Snake AI using Reinforcement Learning

The main objective of this project is to train an Agent to achieve the best possible score in the Snake game :

without knowing any strategy, but only being rewarded when eating apple, and punished when colliding the walls or itself
discovering its environment at the First Person (there is no map provided)

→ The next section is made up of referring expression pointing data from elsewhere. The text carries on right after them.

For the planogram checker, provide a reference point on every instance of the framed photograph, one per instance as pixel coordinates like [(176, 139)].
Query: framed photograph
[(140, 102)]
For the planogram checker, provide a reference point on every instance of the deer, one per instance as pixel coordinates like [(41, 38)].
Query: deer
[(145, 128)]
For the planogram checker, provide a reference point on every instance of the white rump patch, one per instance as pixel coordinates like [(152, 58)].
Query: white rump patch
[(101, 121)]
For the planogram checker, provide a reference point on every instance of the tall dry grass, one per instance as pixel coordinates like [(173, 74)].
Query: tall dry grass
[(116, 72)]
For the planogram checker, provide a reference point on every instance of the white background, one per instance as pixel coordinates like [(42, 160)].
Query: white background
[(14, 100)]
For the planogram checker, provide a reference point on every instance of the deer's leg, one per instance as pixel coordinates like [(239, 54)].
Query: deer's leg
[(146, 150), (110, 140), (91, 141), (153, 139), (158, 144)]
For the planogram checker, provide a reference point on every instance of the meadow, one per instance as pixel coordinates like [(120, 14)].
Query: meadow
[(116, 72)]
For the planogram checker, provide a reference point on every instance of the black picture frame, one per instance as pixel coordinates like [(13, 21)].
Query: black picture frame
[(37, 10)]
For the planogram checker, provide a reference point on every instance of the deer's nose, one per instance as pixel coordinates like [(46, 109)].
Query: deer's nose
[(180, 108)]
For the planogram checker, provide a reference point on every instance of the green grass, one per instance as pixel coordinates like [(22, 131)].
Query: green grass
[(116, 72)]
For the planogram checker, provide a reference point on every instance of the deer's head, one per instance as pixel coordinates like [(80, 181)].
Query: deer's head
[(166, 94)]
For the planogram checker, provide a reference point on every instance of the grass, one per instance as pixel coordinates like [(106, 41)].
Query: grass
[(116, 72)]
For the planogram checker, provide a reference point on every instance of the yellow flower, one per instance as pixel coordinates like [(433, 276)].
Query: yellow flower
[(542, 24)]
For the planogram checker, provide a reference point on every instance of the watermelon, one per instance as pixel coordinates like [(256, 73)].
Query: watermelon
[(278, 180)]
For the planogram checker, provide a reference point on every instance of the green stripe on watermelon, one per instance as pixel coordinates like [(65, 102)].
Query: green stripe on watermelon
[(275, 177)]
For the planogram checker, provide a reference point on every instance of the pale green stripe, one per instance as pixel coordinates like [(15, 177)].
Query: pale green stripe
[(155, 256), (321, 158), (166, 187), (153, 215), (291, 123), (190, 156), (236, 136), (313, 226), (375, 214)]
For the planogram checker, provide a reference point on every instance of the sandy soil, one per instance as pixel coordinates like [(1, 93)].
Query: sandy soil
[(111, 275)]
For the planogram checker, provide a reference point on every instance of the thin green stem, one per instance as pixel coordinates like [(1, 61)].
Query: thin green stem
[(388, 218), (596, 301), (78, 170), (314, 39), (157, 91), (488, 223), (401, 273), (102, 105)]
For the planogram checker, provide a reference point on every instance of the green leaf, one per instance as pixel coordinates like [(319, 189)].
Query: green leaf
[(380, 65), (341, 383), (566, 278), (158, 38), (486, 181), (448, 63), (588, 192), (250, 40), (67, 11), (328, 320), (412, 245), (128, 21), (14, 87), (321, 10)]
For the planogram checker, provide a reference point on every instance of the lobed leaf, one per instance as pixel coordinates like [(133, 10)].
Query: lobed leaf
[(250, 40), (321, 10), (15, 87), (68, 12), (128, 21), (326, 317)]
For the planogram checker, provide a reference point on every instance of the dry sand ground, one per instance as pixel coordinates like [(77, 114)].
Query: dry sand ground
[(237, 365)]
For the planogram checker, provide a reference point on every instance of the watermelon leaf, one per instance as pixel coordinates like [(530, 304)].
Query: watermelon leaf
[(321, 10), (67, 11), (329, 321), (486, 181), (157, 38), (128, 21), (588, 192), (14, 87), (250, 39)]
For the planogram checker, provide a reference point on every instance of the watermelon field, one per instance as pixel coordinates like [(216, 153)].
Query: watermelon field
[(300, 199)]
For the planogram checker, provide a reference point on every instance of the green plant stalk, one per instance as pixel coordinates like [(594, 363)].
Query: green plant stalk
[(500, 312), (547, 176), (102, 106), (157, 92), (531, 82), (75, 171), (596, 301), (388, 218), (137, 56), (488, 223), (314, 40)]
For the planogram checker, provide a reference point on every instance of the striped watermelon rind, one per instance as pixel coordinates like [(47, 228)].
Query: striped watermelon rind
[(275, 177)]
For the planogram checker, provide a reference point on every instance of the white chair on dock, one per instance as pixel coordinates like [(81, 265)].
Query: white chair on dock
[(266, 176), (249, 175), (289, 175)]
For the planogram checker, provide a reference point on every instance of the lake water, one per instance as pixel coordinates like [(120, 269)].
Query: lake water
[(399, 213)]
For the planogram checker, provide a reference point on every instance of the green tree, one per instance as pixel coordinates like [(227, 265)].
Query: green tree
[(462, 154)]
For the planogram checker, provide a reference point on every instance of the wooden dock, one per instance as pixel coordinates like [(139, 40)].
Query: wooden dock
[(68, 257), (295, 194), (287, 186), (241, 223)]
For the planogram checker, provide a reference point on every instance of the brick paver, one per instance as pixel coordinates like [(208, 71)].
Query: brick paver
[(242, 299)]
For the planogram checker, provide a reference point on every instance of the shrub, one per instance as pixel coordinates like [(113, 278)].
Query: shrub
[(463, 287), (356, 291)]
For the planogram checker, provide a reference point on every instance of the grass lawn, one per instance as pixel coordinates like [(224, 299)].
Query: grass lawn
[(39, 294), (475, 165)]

The Agent is trained using a Reinforcement Learning technique called “Deep Q-network” (DQN), a Q-Learning variant based on a neural network. The aim of DQN is to estimate the Q function with NN, when the state is becoming too huge for basic Q-Learning.

screencast

description

the input of the NN consists in the encoded game environment, from the Snake point of view :

the wall distance in Front Left and Right directions
the body distance in Front Left, Right and 4 diagonals directions
the apple location (angle)

the ouput consists in one of the 3 possible actions : FORWARD, LEFT, RIGHT

the hidden layer of NN is currently 256

training

current best results are achieved with :

a game board of 12x12
gamma (discount rate) of 0.9
replay batch of 1000
learning rate 0.001
and epsilon decay of 0.001 (for exploration/exploitation probability)

results

the Agent trained on 12x12 can also play on lower or hgher dimensions because of the normalized inputs
currently has a mean score of 35 (best is 47 so far).

source code

https://github.com/gpicavet/snake_ai